According to fishery and environmental data from 2017 to 2018, an HSI model was established based on the established single-factor SI model, and different environmental factors were weighted. Based on the HSI of the fishery data of S. oualaniensis fisheries in the Indian Ocean and environmental factors such as SST, WS, and PAR, it was found that the weight contribution of the wind speed was the largest. In addition, S. oualaniensis is influenced by various other environmental factors, like PAR, which affects the abundance of plankton and, hence, the spatial and temporal distribution of the S. oualaniensis fishery in the northern Indian Ocean. The abundance of plankton and other food resources is conducive to the growth and feeding of the S. oualaniensis, which, in turn, affects the distribution of its bait organisms and has a potential impact on the resource quantity and spatiotemporal distribution of S. oualaniensis fisheries in the northern Indian Ocean. The here-presented HSI model could better reflect the habitat distribution of S. oualaniensis in the northern Indian Ocean.

This study selected three environmental factors, SST, WS, and PAR, to construct an HSI model.
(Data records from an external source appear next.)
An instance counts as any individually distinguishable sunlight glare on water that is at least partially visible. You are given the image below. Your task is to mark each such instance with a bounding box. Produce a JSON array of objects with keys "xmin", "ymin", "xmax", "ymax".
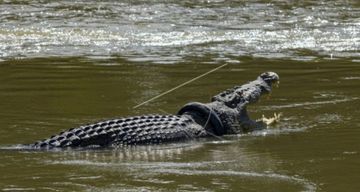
[{"xmin": 0, "ymin": 0, "xmax": 360, "ymax": 63}]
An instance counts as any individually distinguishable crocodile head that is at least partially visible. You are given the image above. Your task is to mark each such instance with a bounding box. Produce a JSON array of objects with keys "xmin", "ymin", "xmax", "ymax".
[
  {"xmin": 207, "ymin": 72, "xmax": 280, "ymax": 134},
  {"xmin": 212, "ymin": 72, "xmax": 280, "ymax": 109}
]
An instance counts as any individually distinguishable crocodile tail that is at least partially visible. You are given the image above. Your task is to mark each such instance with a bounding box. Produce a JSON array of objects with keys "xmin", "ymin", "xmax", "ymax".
[{"xmin": 30, "ymin": 115, "xmax": 198, "ymax": 149}]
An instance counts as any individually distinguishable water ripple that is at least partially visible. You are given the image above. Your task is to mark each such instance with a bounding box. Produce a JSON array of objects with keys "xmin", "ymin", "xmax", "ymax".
[{"xmin": 0, "ymin": 1, "xmax": 360, "ymax": 63}]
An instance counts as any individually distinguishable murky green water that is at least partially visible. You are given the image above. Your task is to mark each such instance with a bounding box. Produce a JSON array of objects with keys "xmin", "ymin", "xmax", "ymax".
[{"xmin": 0, "ymin": 0, "xmax": 360, "ymax": 191}]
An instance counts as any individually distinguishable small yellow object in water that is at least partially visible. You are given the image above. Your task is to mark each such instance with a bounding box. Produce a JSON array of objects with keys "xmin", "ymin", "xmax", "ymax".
[{"xmin": 261, "ymin": 113, "xmax": 282, "ymax": 125}]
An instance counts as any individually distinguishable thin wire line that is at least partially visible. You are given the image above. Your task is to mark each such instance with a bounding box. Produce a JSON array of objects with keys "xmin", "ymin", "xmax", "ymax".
[{"xmin": 133, "ymin": 63, "xmax": 228, "ymax": 109}]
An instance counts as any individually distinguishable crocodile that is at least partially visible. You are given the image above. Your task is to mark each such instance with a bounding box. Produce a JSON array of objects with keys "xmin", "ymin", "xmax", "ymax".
[{"xmin": 27, "ymin": 72, "xmax": 279, "ymax": 149}]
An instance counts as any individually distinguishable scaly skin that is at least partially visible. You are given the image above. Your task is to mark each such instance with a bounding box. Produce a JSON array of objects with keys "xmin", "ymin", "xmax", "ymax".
[{"xmin": 29, "ymin": 72, "xmax": 279, "ymax": 149}]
However, the actual growth environment of S. oualaniensis is also affected by various other environmental factors. A more comprehensive analysis of the impact of each environmental factor on the habitat is needed to make the HSI model more accurate.

In the future, it is necessary to strengthen the collection of time series samples, improve the quality of fishing data, comprehensively consider more environmental factors and climate events, and accurately analyze the changes in the fishing grounds and habitats, which could provide a basis for the rational development of the fishery and the establishment of relevant fishing situation prediction models.